Am
nächsten Morgen gingen Saron und seine Frau noch einmal in
die romantische kleine Stadt mit den vielen engen Gassen und den
wunderschönen Fachwerkhäusern. Sie frühstückten
in einem sonnigen Bistro gegenüber der Kirche, die zu jeder
vollen Stunde die Bewohner des Städtchens mit einem anderen
Glockenspiel erfreute. Dann fuhren sie mit der Erkundung des
Ortes fort und entdeckten bald einen baumbestandenen Park, der
sich längs eines Bachlaufes in ein Tal hineinzog und dann in
ein Naturgelände überging. Nachdem sie etwa eine Stunde
am Bach entlanggewandert waren, kamen sie zu einer Holzbrücke,
die sie überquerten, um auf der anderen Seite wieder in das
Städtchen zurückzukehren. Als aber nach fast zwei
Stunden Wanderung immer noch nichts vom Städtchen zu sehen
war, merkten sie, dass sie sich verlaufen hatten. So blieb ihnen
nichts anderes übrig, als an der Tür eines nahe
gelegenen Bauernhauses zu klingeln.
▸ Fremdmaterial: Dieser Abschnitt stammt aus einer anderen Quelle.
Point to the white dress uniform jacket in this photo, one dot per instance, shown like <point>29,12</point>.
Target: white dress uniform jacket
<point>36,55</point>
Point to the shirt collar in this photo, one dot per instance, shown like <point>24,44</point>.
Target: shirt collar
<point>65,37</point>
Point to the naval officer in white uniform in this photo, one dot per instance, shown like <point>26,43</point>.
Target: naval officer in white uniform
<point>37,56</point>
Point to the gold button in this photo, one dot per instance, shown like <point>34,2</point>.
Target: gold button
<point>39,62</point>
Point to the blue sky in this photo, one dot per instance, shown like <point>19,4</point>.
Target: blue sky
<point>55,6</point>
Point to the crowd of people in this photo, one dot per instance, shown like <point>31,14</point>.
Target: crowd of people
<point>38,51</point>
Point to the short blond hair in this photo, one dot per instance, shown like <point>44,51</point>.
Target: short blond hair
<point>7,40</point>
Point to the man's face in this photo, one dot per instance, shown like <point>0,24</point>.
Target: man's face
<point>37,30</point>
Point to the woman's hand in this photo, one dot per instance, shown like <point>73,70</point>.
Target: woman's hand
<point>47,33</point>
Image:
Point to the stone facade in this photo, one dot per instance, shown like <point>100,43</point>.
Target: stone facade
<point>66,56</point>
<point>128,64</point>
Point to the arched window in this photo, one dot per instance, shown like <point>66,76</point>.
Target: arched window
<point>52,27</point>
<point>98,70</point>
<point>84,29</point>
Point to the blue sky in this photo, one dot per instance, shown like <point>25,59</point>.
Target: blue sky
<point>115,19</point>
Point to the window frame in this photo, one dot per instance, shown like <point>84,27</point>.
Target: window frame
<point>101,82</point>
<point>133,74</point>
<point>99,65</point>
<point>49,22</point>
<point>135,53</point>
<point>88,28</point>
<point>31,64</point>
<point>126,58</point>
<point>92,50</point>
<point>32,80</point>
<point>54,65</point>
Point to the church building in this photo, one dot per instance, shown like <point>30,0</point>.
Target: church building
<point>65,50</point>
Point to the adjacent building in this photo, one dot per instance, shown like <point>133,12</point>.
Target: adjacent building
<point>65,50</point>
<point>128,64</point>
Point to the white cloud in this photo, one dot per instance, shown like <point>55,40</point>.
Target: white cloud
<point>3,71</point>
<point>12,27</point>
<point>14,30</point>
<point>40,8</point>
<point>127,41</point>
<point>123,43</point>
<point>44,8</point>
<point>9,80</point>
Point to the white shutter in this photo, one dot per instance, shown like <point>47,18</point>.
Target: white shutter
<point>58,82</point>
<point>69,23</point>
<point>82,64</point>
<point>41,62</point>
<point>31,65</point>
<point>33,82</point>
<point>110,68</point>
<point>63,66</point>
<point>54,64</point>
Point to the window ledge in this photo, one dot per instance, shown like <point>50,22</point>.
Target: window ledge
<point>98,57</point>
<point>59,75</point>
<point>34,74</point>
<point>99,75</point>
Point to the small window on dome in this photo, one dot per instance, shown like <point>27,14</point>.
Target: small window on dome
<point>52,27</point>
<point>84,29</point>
Ein junger Mann öffnete
und sagte ihnen, dass der Bach auf dieser Seite einen Zulauf
besäße und sie seien schon über eine Stunde am
falschen Bach entlanggelaufen. Hilfsbereit bot er ihnen an,
sie schnell in die Stadt zu fahren, denn der Weg sei doch noch
recht weit. Saron und seine Frau nahmen das Angebot dankend an,
denn sie waren nicht mehr die Jüngsten und noch weitere
Stunden laufen zu müssen, schien ihnen nicht verlockend zu
sein. Im Ort angekommen, meinte Saron verschmitzt zu seiner
Liebe: "Siehst du, der Weg aus einer Sache heraus dauert oft
viel länger, als der Weg hinein!" Nachdem sie eine
Kleinigkeit zum Mittag gegessen hatten, begaben sie sich wieder
in ihr Gemeindehaus, um ein Mittagsschläfchen zu nehmen, wie
es ihre Gewohnheit war. Am Abend machten sie sich rechtzeitig zu
der ihnen genannten Adresse auf, wurden sehr herzlich begrüßt
und der kleine Kreis begann die Versammlung mit einigen
fröhlichen Liedern, Gebet und kurzem Gedankenaustausch. Dann
bat der junge Mann, der sie eingeladen hatte, Saron, ihnen bitte
die Frage zu beantworten, ob Jesus nicht auch ein gesetzestreuer
Fundamentalist gewesen sei, denn er habe das Gesetz nie
verworfen. Und wo zeige sich bei ihm die "Freiheit der
Kinder Gottes", die Paulus in seinen Briefen rühmt. Saron
schwieg zunächst und so wurde es auch im Raum langsam ganz
still. Er sah einen nach dem anderen prüfend an, um dann zu
fragen: "Warum interessiert euch dieses Thema so? Es ist
doch ein sehr trauriges, denn der Fundamentalismus begrenzt Gott,
macht ihn und sein Handeln klein und reduziert es auf
Vorschriften und Gesetze. Menschen lieben letztere oft, weil sie
ihnen Halt und Sicherheit geben. Ein genauer Weg ist durch sie
vorgegeben und sie müssen ihm nur folgen und schon gelangen
sie ans Ziel. Sie fürchten sich vor ungewöhnlichen
Entscheidungen, vor Kreativität und neuen Wegen. Denn wenn
sie etwas falsch machen, so glauben sie, landen sie am Ende ihres
Lebens im Feuersee, wie etliche von ihnen nicht müßig
werden zu behaupten. Fürchtet euch niemals vor Leuten, die
solches behaupten. Ich sah sie sterben, voller Angst vor dem
gestrengen Richter (1), den sie selbst andere gelehrt haben.